The lifecycle of a cluster

I saw this recent post on Twitter about the end of the life of the cluster titan, and it made me a little sad:

But it also prompts a lot of questions that would be interesting to discuss. For example, it’s logical that servers and disks only have a certain life, and often are replaced well before the infrastructure that they serve is taken down. It’s also the case that hardware changes so quickly that at some point, given that funding is sufficient, it might even be easier to build a new cluster then to try and restore an older one. So with this in mind, I want to ask my question. What is the typical lifecycle of a research cluster? What are the factors that determine clusters that have shorter lives versus longer lives? What are the challenges in maintaining an older cluster? A newer one? It occurs to me that documentation bases might be really hard to maintain just based on the fact that they need to be totally redone for some new entity every 5 to 10 years. It also seems likely that there might be some balance between providing the newest and trendiest that the user might want, and maintaining something that is stable and reliable. Now given some common lifecycle that you might have in mind, is there any potential future that would allow for change to be less frequent, and clusters to be more stable? Will clusters ever be able to have longer lives?

Looking forward to hearing what people think!

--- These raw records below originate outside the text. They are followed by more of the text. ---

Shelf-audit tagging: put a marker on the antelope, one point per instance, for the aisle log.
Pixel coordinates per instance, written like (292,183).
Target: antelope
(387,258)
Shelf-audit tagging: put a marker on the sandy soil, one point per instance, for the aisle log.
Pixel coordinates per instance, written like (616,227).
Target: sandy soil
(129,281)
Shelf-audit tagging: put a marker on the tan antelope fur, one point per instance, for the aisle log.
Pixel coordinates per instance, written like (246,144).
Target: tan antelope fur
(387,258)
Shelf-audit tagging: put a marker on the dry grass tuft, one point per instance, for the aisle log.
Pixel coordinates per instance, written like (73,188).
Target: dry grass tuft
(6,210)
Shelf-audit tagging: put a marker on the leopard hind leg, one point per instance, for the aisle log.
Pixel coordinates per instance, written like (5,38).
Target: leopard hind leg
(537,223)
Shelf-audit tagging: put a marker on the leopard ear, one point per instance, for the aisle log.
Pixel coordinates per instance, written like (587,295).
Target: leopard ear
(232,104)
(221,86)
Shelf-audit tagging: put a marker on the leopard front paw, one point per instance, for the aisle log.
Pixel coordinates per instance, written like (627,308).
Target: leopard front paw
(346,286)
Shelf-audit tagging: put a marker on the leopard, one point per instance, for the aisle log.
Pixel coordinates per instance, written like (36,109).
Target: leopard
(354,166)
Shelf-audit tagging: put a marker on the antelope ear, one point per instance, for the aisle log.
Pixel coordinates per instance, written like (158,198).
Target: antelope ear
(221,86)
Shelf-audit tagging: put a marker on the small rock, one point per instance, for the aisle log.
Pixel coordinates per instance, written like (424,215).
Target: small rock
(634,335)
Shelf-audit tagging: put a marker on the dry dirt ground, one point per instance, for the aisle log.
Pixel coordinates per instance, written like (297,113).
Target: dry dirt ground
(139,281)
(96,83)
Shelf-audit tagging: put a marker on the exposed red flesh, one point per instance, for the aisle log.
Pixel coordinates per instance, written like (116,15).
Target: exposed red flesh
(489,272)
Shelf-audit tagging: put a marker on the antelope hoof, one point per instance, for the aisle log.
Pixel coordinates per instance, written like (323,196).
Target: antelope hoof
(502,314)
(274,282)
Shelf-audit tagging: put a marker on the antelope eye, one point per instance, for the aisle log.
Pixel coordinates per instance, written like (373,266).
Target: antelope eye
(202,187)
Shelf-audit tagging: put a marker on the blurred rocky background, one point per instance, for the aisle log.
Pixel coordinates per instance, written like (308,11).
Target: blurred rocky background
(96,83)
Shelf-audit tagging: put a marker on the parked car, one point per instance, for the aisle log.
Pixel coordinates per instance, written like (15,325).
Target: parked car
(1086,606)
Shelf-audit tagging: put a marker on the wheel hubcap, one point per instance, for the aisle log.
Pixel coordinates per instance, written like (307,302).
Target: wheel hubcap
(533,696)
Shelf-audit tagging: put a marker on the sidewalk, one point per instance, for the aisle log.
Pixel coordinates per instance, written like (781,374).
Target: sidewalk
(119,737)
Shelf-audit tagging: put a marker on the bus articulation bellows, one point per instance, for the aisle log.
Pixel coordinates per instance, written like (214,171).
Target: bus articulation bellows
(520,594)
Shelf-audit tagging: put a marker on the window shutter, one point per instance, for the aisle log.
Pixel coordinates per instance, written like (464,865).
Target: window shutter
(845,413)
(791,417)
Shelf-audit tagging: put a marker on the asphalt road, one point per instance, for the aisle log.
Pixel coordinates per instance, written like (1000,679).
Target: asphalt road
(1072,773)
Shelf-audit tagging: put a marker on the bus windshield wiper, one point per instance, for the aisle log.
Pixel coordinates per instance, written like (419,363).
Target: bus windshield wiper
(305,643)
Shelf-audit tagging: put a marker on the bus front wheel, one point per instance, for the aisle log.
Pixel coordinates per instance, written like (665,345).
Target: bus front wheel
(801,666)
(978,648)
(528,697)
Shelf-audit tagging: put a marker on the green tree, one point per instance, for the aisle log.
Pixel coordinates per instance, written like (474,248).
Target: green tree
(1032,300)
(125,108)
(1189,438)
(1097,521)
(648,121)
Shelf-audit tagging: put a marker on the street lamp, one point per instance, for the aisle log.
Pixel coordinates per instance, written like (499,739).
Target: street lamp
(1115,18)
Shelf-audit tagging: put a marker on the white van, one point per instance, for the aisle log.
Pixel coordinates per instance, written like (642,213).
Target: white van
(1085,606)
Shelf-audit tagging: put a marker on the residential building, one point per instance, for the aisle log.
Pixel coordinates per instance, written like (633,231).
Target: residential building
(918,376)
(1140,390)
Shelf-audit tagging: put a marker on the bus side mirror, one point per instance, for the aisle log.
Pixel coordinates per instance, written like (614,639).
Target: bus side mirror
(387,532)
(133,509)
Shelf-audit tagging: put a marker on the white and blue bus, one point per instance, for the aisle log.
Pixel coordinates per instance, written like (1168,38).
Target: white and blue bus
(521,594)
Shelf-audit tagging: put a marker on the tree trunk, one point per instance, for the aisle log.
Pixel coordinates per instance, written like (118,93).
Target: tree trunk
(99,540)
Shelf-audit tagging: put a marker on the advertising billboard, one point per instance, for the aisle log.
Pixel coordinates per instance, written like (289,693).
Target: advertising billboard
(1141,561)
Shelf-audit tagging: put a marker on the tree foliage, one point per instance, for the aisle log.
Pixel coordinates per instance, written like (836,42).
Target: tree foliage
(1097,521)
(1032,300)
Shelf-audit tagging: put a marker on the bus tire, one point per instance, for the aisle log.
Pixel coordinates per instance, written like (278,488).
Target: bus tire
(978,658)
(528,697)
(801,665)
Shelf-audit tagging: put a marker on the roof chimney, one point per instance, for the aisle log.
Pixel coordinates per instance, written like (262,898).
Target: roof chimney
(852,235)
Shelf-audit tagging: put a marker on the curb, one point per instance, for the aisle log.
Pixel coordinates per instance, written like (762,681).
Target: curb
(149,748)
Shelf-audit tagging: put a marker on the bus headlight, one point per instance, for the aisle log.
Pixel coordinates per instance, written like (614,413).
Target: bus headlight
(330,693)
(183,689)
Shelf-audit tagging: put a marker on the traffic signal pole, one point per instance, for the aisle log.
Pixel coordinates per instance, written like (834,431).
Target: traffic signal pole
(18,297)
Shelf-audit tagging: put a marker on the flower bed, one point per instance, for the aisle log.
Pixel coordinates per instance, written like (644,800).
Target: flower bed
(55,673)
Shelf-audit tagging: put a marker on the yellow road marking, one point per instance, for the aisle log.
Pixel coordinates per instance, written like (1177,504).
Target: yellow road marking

It really does depend on the type of research and how well the OS and research code is supported. Assuming the machine can still receive software and security updates, the lifespan can be extended as long as the data does not change. One could theoretically run mathematical simulations that output kilobyte files on nearly any machine but accommodating 5 petabytes of radio telescope data would take some upgrades for most machines. For most scientific purposes, the amount of data to process is ever increasing. This takes more disk space, memory and network capacity. There is also a bias in development towards writing code that is easier for the developer to understand than the machine. This means that people are writing horribly inefficient code in MatLab as opposed to writing better code in a more efficient language like C. The solution for most institutions just seems to be buy faster computers as opposed to fixing their code so it runs more efficiently. There are things that can be done to extend clusters’ lives but it takes knowing how to use them within the framework of the research you’re doing.